Fix issues with iterative prompting

constantinpape · constantinpape · commit f984d9c8f2c3 · 2023-08-10T19:10:42.000+02:00
diff --git a/finetuning/livecell/evaluation/iterative_prompting.py b/finetuning/livecell/evaluation/iterative_prompting.py
@@ -10,7 +10,7 @@ def main():
 
     run_inference_with_iterative_prompting(
         checkpoint, model_type, image_paths, gt_paths,
-        prediction_root, use_boxes=False,
+        prediction_root, use_boxes=False, batch_size=16,
     )
 
 
diff --git a/micro_sam/evaluation/inference.py b/micro_sam/evaluation/inference.py
@@ -425,10 +425,9 @@ def run_inference_with_prompts(
 
 def _save_segmentation(masks, prediction_path):
     # masks to segmentation
-    masks = masks.numpy().squeeze()
+    masks = masks.cpu().numpy().squeeze().astype("bool")

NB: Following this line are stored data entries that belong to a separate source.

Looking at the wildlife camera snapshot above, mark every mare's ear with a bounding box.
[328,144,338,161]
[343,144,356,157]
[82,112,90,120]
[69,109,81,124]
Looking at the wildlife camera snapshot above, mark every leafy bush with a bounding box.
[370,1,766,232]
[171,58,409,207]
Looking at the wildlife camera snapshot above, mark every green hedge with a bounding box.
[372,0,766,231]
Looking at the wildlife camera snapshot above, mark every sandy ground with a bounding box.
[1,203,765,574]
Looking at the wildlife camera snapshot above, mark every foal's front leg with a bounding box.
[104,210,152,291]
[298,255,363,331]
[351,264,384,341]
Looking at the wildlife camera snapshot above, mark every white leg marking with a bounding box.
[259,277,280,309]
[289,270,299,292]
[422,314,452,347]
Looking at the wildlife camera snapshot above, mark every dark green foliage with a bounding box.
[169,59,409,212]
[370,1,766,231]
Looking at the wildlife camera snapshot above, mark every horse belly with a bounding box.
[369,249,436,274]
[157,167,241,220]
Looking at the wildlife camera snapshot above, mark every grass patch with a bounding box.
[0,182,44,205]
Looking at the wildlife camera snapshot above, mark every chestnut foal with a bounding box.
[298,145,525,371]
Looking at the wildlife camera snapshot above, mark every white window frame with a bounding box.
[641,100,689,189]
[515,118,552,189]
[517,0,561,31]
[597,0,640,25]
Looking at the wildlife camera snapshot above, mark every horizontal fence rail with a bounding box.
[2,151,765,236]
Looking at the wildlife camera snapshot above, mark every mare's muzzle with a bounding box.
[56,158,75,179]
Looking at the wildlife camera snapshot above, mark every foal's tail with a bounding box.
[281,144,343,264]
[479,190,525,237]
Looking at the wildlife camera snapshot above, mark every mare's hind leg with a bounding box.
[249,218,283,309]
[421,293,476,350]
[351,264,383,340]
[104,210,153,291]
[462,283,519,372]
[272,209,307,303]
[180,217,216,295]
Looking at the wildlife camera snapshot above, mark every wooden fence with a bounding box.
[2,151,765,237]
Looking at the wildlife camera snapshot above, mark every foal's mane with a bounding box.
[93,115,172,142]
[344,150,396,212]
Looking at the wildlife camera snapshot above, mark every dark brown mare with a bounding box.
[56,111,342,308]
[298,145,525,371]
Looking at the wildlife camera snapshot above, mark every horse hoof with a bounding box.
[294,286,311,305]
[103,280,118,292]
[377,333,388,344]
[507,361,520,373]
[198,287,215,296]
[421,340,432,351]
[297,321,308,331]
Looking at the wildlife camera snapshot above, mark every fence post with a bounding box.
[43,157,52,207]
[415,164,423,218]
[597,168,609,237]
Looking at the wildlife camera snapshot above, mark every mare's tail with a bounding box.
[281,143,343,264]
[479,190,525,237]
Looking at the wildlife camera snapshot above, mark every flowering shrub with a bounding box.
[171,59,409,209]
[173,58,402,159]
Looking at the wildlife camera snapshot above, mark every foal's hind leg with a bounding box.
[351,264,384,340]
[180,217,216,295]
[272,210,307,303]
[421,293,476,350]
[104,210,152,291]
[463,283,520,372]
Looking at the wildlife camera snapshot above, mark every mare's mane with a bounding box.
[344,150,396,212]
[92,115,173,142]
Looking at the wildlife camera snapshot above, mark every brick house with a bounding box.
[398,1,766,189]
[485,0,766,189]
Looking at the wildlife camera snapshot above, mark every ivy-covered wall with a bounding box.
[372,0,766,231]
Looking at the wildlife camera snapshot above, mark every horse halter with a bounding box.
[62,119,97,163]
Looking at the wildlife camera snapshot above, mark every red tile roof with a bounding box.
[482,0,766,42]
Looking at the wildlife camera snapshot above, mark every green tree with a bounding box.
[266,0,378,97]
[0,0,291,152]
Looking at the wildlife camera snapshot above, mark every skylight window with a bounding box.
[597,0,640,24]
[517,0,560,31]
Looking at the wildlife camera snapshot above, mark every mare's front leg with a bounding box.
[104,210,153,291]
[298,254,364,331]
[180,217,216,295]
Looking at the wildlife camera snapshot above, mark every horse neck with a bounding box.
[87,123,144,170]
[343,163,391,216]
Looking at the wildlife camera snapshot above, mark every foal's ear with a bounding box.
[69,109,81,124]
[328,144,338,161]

     shape = masks.shape[-2:]
-    masks = {"segmentation": mask for mask in masks}
-    breakpoint()
+    masks = [{"segmentation": mask, "area": mask.sum()} for mask in masks]

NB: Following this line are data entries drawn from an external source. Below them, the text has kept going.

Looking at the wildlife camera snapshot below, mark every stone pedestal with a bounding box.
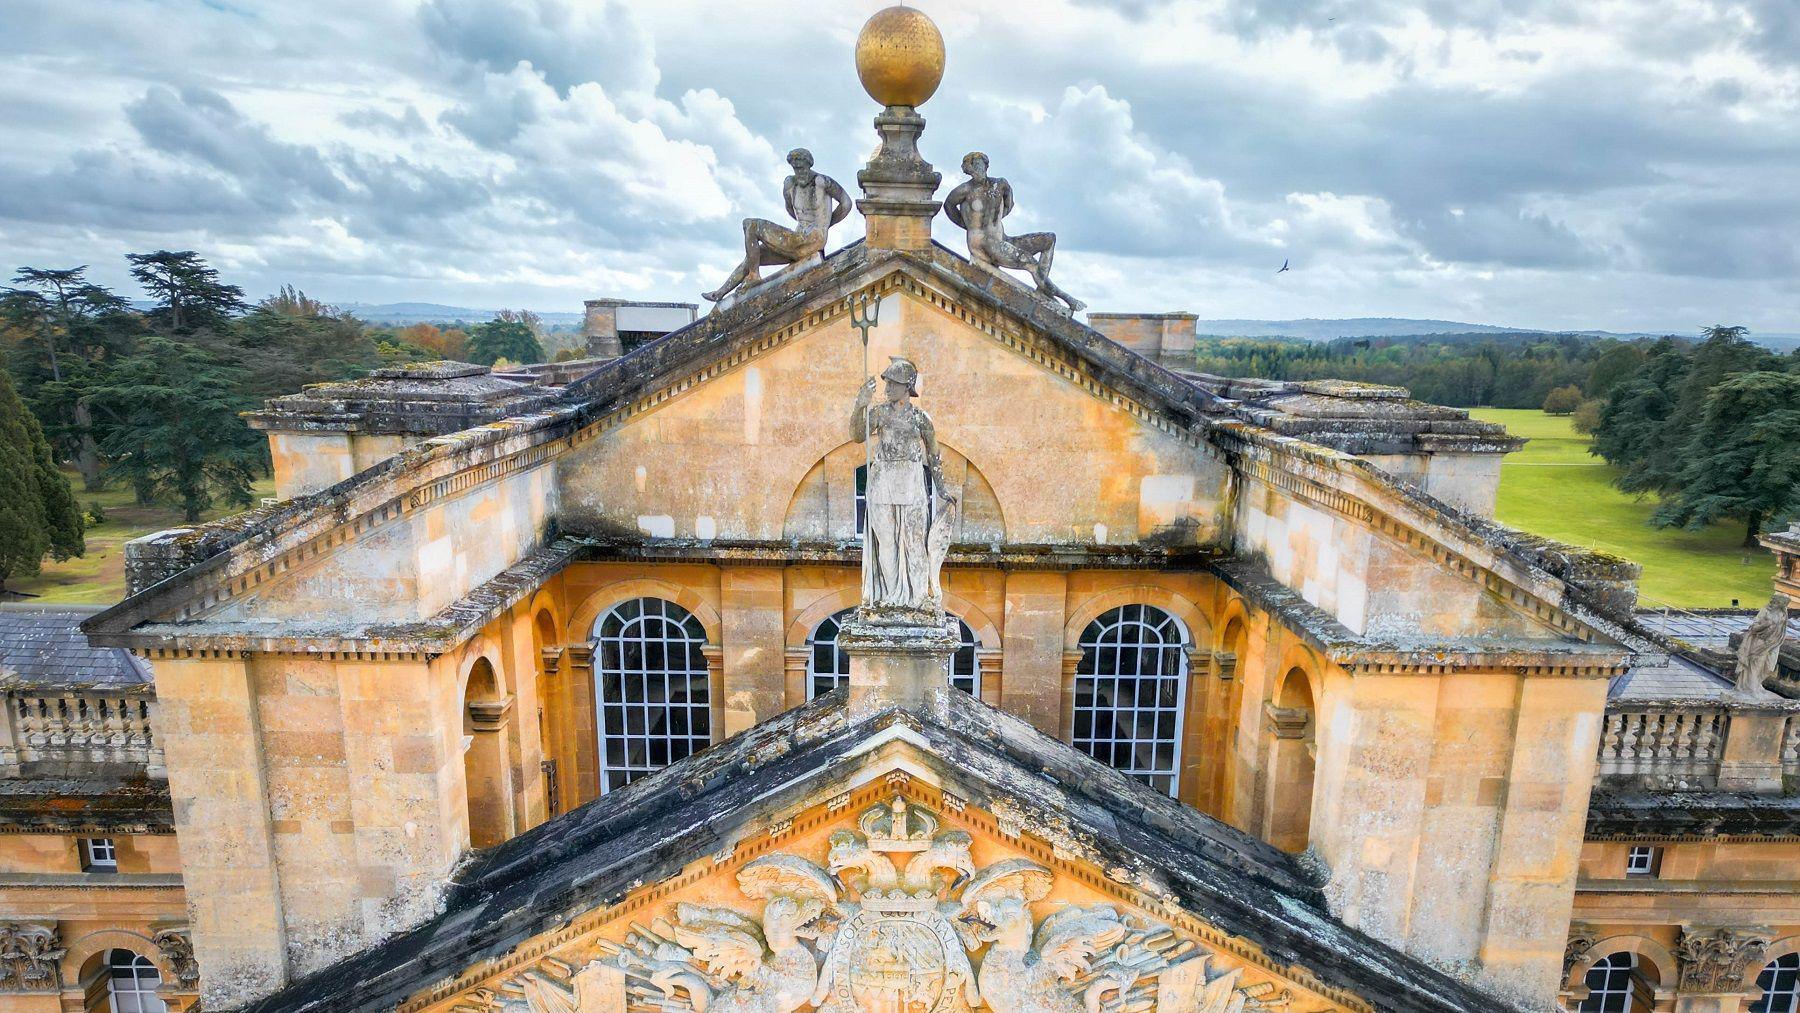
[857,105,941,251]
[840,608,958,720]
[1717,710,1788,791]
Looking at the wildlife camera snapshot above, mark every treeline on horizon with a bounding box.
[0,251,572,593]
[1196,326,1800,546]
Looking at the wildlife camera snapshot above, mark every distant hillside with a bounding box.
[1192,317,1799,350]
[1194,317,1596,341]
[335,302,585,326]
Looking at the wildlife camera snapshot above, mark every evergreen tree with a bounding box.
[1654,371,1800,547]
[3,266,135,488]
[0,370,83,593]
[468,318,544,366]
[126,250,246,334]
[1591,339,1691,494]
[87,337,263,522]
[230,287,381,402]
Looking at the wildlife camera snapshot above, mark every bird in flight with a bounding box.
[1277,259,1290,273]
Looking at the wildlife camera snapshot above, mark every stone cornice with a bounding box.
[1210,557,1632,678]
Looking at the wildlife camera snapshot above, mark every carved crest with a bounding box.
[504,796,1279,1013]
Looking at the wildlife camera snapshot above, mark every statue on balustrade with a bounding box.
[1735,592,1791,697]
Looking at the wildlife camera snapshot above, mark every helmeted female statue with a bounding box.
[850,357,958,613]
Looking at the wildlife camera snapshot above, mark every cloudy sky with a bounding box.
[1,0,1796,333]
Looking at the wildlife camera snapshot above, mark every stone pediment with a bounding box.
[239,694,1518,1013]
[429,789,1293,1013]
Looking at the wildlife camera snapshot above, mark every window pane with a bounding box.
[593,599,712,793]
[1071,606,1188,797]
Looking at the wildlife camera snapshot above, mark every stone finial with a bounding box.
[704,148,850,306]
[853,7,945,250]
[944,152,1086,314]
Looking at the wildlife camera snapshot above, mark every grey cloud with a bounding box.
[0,0,1795,329]
[418,0,658,95]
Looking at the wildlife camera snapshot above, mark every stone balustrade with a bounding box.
[1598,705,1800,792]
[0,690,164,778]
[1597,709,1729,789]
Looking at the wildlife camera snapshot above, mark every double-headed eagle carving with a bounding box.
[500,797,1283,1013]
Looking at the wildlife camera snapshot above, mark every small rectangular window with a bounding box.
[1625,845,1661,877]
[80,837,118,872]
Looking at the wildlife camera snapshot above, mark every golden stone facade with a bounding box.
[7,11,1798,1013]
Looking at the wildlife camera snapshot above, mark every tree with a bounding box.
[1653,371,1800,546]
[0,370,83,594]
[87,337,263,522]
[1592,339,1692,494]
[1570,399,1604,435]
[2,267,135,488]
[230,287,380,402]
[126,250,246,334]
[468,317,543,366]
[1542,384,1584,414]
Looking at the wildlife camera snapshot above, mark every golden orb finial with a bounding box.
[855,6,945,108]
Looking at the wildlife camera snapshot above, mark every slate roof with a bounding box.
[1606,650,1738,702]
[1635,608,1800,651]
[0,605,152,691]
[243,692,1521,1013]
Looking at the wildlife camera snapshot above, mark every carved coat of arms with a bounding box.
[503,796,1283,1013]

     segmentation = mask_data_to_segmentation(masks, shape, with_background=True)
     imageio.imwrite(prediction_path, segmentation)
 
@@ -441,7 +440,7 @@ def _run_inference_with_iterative_prompting_for_image(
     device,
     use_boxes,
     prediction_paths,
-    batch_size=64
+    batch_size,
 ):
     assert len(prediction_paths) == n_iterations, f"{len(prediction_paths)}, {n_iterations}"
     to_sam_inputs = ConvertToSamInputs()
@@ -453,9 +452,6 @@ def _run_inference_with_iterative_prompting_for_image(
 
     n_pos = 0 if use_boxes else 1
     batched_inputs, sampled_ids = to_sam_inputs(image, gt, n_pos=n_pos, n_neg=0, get_boxes=use_boxes)
-    sampled_binary_y = torch.stack([
-        torch.stack([_gt == idx for idx in sampled]) for _gt, sampled in zip(gt, sampled_ids)
-    ]).to(torch.float32)
 
     input_images = torch.stack([model.preprocess(x=x["image"].to(device)) for x in batched_inputs], dim=0)
     image_embeddings = model.image_embeddings_oft(input_images)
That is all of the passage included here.